Approximately 47 seconds after I got the back porch painted — giving it a brand new start in life, a chance to reinvent itself from impenetrable junk repository into organized junk repository — The Beloved Husband stepped in.

“I’ll reorganize it,” TBH selflessly offered, sidestepping the long Honey-Do List I’d generously worked up for him. (We give and we give and we give. That’s what makes our marriage work.)

“Okay,” I said, “but don’t throw away any of my crap without telling me.”

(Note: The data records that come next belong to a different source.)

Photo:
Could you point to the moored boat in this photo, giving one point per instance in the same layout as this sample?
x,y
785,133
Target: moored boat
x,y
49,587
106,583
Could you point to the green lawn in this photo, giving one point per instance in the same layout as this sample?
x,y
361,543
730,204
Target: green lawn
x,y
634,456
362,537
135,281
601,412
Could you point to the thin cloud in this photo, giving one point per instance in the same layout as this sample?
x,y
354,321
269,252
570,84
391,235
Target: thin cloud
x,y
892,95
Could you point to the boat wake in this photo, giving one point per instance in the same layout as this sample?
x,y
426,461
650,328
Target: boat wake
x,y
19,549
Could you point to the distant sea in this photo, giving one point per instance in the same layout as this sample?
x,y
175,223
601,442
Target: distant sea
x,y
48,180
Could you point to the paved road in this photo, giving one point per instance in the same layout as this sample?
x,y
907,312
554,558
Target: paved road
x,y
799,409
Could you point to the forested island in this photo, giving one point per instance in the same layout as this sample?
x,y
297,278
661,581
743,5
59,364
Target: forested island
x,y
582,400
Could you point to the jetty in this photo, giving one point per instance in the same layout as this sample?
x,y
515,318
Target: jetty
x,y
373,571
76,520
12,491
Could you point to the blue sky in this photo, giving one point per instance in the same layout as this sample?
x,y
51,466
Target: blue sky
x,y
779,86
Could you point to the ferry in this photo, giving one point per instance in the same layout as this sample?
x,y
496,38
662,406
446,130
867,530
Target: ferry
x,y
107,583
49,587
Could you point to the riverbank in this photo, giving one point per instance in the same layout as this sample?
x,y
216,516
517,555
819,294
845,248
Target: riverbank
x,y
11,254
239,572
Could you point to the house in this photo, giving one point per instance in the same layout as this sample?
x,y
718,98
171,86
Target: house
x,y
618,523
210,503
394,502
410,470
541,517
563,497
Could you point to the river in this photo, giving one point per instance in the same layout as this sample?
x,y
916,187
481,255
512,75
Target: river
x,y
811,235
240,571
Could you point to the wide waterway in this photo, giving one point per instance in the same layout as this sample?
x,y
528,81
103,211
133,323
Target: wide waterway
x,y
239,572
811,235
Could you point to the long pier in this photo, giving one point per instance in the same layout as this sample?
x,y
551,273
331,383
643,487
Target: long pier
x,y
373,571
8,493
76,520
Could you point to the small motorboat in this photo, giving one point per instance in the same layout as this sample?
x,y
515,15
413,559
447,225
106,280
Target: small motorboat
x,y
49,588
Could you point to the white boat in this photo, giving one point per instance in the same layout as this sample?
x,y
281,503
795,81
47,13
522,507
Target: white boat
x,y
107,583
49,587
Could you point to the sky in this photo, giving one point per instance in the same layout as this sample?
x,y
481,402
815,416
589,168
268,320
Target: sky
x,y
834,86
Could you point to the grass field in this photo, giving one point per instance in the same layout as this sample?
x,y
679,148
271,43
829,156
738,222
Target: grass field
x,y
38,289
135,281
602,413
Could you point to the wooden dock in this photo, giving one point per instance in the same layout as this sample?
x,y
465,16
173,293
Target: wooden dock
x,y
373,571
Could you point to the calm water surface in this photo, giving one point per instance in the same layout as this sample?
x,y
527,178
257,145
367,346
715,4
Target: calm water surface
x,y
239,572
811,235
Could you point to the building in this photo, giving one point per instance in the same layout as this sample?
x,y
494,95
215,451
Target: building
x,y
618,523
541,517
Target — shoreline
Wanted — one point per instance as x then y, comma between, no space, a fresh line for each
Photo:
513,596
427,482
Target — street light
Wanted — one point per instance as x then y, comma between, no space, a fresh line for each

Poet-Butcher and TBH at work

Poet-Butcher and TBH at work

Freshening up the porch is one of several recent efforts to repair and refurbish the 103-year-old behemoth we call home. These undertakings are certainly in response to the global economic crisis: If we fall off the grid and have to convert our house into an urban homestead/fortress that we can’t venture out of except to harvest root vegetables from what was once a lawn, I want it to look nice. But also, it turns out that many of my dad’s adages are true…in this case: With assets come responsibility. The porch was beat, and I’d grown sick of looking at it every time I walked through from the back door to the kitchen.

End Result

End Result

Several days after the tarps came up and the VOC’s had dissipated, I was picking adorable turkey figurines out of the trash bin and TBH had reconfigured the porch into a curing room.

Once he set up the metal hanging rods (repurposed trashpicked closetware courtesy of moi), TBH had no choice but to call in the Poet-Butcher, his partner in meat-curing crime. Off they went to Restaurant Depot, where they purchased 80 pounds of pork shoulder. Or was it butt?

Much bleaching of kitchen surfaces and soaking of intestinal casings later, here is the result. Every day, the perfume of butifarra, chorizo and garlic sausages grows stronger.

“What if they drip, the way they did in the guest room?” I asked. The porch was so shiny, so bright, so grease-free.

I know I smell something.

I know I smell something.

“I’ll put pans under them.”

I stifled a whimper.

Meanwhile, the beagle assumed a new command post, forsaking her cushy bed for a fragrant promise, a savory dream.